I have Paul canti brakes - which do not use canti style brake pads - but threaded V-brake style post/pads.

Just got a set of carbon wheels and looking for some pads to use - all the carbom specific pads I see are canti mount. Are there any carbon pads available in a V-brake post mount available?

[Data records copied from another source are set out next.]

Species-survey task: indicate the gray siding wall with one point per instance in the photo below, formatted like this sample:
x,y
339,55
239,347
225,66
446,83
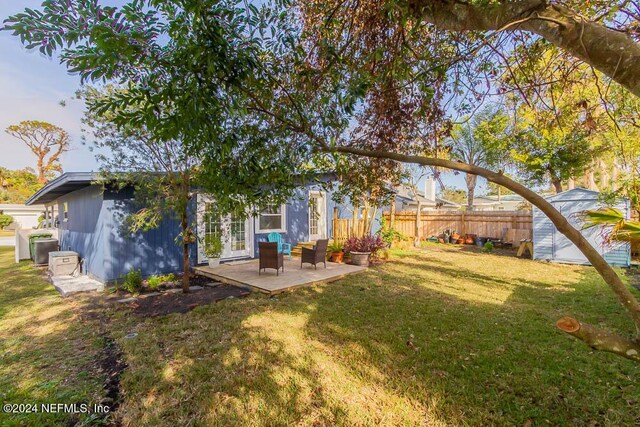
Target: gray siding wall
x,y
153,252
95,229
83,231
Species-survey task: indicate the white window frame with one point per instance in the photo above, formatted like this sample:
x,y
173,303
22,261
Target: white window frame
x,y
283,229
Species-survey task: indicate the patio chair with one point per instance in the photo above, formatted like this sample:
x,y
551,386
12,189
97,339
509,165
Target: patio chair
x,y
283,247
270,257
316,255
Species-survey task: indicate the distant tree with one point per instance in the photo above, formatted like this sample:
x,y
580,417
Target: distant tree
x,y
46,141
455,195
498,190
480,142
5,220
17,185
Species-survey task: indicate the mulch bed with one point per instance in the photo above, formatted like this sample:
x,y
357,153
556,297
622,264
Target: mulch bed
x,y
178,302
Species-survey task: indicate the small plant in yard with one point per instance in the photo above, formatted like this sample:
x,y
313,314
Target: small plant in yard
x,y
370,244
336,247
154,282
132,281
361,248
390,235
5,221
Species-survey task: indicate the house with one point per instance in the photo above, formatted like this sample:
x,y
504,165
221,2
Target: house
x,y
408,198
23,216
551,245
509,202
90,222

I actually just picked up a set of the Swiss Top Rat without realizing they are canti mount and will not work. Searched the archives and all I could find was everyone recommending the Swiss Top.....which do not come in a V-Brake style mount.


Thanks,
Michael
www.MLKimages.com


----------



## bopApocalypse (Aug 30, 2006)

Swiss stop makes v-brake cartridge inserts:
http://www.excelsports.com/new.asp?...ake+4pads&vendorCode=SWISSSTP&major=8&minor=3

Or, use something like this : http://www.bikemannetwork.com/biking/p/CXBP/BR0034 and run road brake inserts.


----------



## PeanutButterBreath (Dec 4, 2005)

I think this is what you need: http://cyclocrossworld.stores.yahoo.net/swrxyekibrpa.html


----------



## jmeerse (Nov 12, 2004)

I really like KoolStop's green pad for my carbon rims (Reynolds). They make it in a v-brake pad (http://www.koolstop.com/brakes/index.php#Anchor-Also-6785) and usually run about $8 a pair, considerably less than the SwissStop.


----------



## crankles (Sep 25, 2007)

*swiss stop all the way.*

I'll 2nd the swiss stop vote. The only things out there that were able to slow me down on a muddy descent last year.


----------



## Unoveloce (Apr 13, 2005)

*You don't need special pads*

In cross, the heat is usually not high enough to warrant the special pads. You'd still want to swap out the inserts when you go from alloy to carbon to keep any metal shavings that might be embedded in the pad from scoring the carbon rim. The rubber pads tend to work a little better in the wet.


----------



## DIRT BOY (Aug 22, 2002)

KMan said:


> I have Paul canti brakes - which do not use canti style brake pads - but threaded V-brake style post/pads.
> 
> Just got a set of carbon wheels and looking for some pads to use - all the carbom specific pads I see are canti mount. Are there any carbon pads available in a V-brake post mount available?
> 
> ...


 SwissStop Brake Pad RX Yellow V Brake 4pads<o></o>









You also don't have to switch pads between carbon and aluminum rims with SS Yellow pads!


----------



## Unoveloce (Apr 13, 2005)

*Kool Stop*

also makes a cartridge pad and holder called the Techtonic that you can get carbon specific inserts for if you want to. They actually do a pretty good job stopping an alloy rim. Kool Stops are easily found at any shop and just about every distributor carries them.


----------